Residents of Afikpo/Edda federal constituency in Ebonyi State have declared that political campaigns in the area ahead of the 2027 elections will not be tolerated unless power supply is restored. A coalition of civil society groups—Afikpo Intelligentsia in the Diaspora (AID), RestoreAfikpoLight Campaigners Abroad, and Odinma Afikpo Group (OAG)—issued the ultimatum to politicians and officeholders from the zone. They named Chief Iduma Igariwey, the representative of the constituency in the House of Representatives, Deputy Governor Princess Patricia Obila, and members of the State Assembly among those expected to act. The groups challenged Igariwey's recent assertion that lawmakers are not responsible for funding power projects, calling it a misrepresentation of legislative duties.

The groups cited constitutional and legal provisions, including the 1999 Constitution (as amended), the Electricity Act 2023, and the Electricity Act (Amendment) 2025, as granting federal lawmakers oversight and appropriation tools to push for electricity projects. They recalled that in 2020, Igariwey summoned the Transmission Company of Nigeria (TCN) to a public hearing over the two-decade-long blackout in Ehugbo, his hometown. Despite this, no follow-up action has been taken in nearly six years. The coalition noted that since 2015, Igariwey could have inserted a line item for the Amasiri-Afikpo transmission line in the national budget or petitioned agencies like NERC and the Rural Electrification Agency. They accused him of avoiding public accountability forums on the issue.

💡 NaijaBuzz Take

Chief Iduma Igariwey's position as a 12-year incumbent representing Afikpo/Edda sits at the heart of this crisis—not because he holds ultimate power over Nigeria's power sector, but because he has not used the tools available to him to force accountability. His 2020 summoning of TCN offered a glimpse of what legislative pressure could look like, yet the absence of any public motion, budget intervention, or continued oversight since then reveals a pattern of inaction masked as constitutional caution.
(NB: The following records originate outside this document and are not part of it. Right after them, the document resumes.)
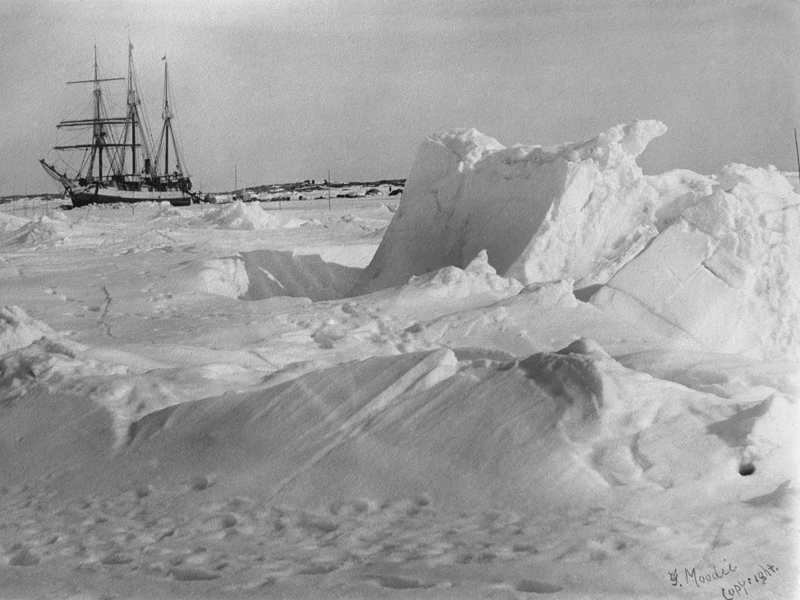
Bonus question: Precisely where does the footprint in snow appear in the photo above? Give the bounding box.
[514,579,564,594]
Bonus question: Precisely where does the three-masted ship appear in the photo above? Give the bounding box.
[39,43,199,207]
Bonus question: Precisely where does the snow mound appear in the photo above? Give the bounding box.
[592,164,800,357]
[0,211,30,232]
[154,201,195,219]
[359,121,666,292]
[104,340,797,511]
[0,256,19,279]
[0,306,56,355]
[199,200,276,229]
[365,250,524,321]
[199,250,361,302]
[0,213,68,248]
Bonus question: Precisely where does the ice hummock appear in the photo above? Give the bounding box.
[360,121,666,291]
[0,122,800,599]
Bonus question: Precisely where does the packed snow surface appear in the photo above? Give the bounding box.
[0,121,800,599]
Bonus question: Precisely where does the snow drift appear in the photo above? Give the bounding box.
[191,248,361,301]
[356,121,800,356]
[200,200,276,229]
[359,121,666,292]
[592,165,800,356]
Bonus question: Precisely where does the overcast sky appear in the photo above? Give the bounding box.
[0,0,800,195]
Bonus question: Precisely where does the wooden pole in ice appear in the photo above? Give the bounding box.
[794,127,800,179]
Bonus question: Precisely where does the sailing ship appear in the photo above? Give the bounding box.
[39,43,200,207]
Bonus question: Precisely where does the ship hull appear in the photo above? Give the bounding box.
[70,187,192,208]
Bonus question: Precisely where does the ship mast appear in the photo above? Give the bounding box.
[163,60,172,175]
[156,56,184,178]
[55,46,125,179]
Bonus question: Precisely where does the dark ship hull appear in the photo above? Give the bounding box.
[68,186,197,207]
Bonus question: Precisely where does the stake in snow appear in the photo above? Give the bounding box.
[39,44,199,206]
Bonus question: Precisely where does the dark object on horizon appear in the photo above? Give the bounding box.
[39,44,202,206]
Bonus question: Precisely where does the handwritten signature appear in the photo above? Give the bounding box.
[668,559,778,600]
[722,564,778,600]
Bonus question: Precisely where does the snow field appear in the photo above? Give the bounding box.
[0,121,800,598]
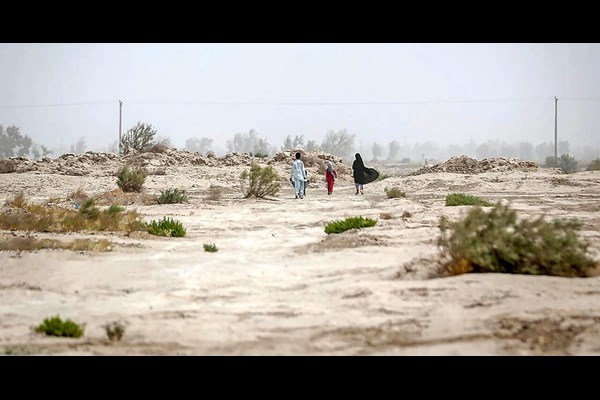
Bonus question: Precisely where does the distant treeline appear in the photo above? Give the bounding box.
[0,122,600,164]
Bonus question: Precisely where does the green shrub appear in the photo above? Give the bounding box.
[120,121,157,155]
[585,158,600,171]
[117,165,148,192]
[79,198,100,219]
[446,193,494,207]
[35,315,85,338]
[543,154,578,174]
[204,243,219,253]
[158,189,187,204]
[240,162,281,198]
[325,217,377,234]
[106,204,125,214]
[254,150,269,158]
[103,321,125,342]
[438,203,595,277]
[147,217,185,237]
[0,160,17,174]
[384,186,406,199]
[0,195,146,232]
[206,185,223,201]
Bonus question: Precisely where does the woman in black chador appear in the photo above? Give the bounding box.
[352,153,379,194]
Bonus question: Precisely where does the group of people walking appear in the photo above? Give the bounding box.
[290,152,379,199]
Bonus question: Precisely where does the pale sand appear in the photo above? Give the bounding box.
[0,156,600,355]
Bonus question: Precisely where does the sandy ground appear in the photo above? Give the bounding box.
[0,159,600,355]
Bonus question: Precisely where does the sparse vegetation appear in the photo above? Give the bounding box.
[147,138,171,153]
[379,213,394,219]
[544,154,578,174]
[446,193,494,207]
[117,165,148,192]
[4,191,27,209]
[0,159,17,174]
[240,162,281,198]
[438,203,595,277]
[204,243,219,253]
[35,315,85,338]
[102,321,125,342]
[158,189,188,204]
[325,216,377,234]
[0,236,112,252]
[0,193,144,232]
[121,121,157,154]
[147,217,186,237]
[384,186,406,199]
[79,198,100,219]
[106,204,125,214]
[67,187,90,204]
[206,185,223,201]
[585,158,600,171]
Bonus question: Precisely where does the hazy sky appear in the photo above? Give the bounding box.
[0,43,600,153]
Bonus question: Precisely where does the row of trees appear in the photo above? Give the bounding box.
[0,121,600,166]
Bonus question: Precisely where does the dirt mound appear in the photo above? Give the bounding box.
[408,156,538,176]
[0,148,347,176]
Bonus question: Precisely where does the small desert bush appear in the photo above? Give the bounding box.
[254,150,269,158]
[146,138,171,153]
[384,186,406,199]
[106,204,125,214]
[67,187,90,204]
[0,237,112,252]
[146,167,167,175]
[585,158,600,171]
[0,160,17,174]
[240,162,281,198]
[543,154,578,174]
[5,191,27,209]
[325,217,377,234]
[446,193,494,207]
[147,217,185,237]
[0,192,144,233]
[206,185,223,201]
[204,243,219,253]
[102,321,125,342]
[438,203,595,277]
[157,189,188,204]
[35,315,85,338]
[375,172,393,182]
[79,199,100,219]
[379,213,394,219]
[117,165,148,192]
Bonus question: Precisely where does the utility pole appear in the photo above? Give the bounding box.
[554,96,558,163]
[119,100,123,155]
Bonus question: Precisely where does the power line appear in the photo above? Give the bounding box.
[128,97,551,106]
[0,97,556,109]
[0,97,600,109]
[0,101,114,108]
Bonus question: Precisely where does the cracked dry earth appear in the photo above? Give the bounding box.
[0,166,600,355]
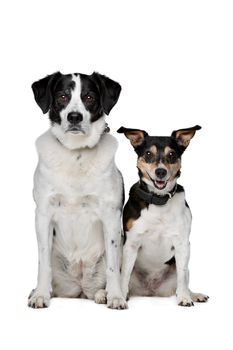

The frustration in Afikpo/Edda is not just about electricity; it reflects a deeper breakdown in the social contract between elected representatives and their constituents. The coalition's detailed reference to line-item budgeting, petitions to regulatory agencies, and motions of urgent public importance shows these communities are not ignorant—they are informed and expect more than symbolic gestures. That a lawmaker from an urban, educated constituency has not leveraged his seniority for tangible outcomes suggests a disconnect that goes beyond infrastructure and into the core of political entitlement.

For the people of Afikpo and Edda, this means another election cycle could pass without basic power, deepening economic stagnation and forcing reliance on costly generators. Students, small businesses, and health facilities bear the daily cost of this inertia. The warning against campaigns in 2027 is not mere rhetoric—it is a signal that political legitimacy in the area is now tied to deliverables, not lineage or rhetoric.

This episode fits a broader trend where Nigerians are increasingly holding politicians to account using legal and procedural knowledge, turning the tools of governance against those who neglect them.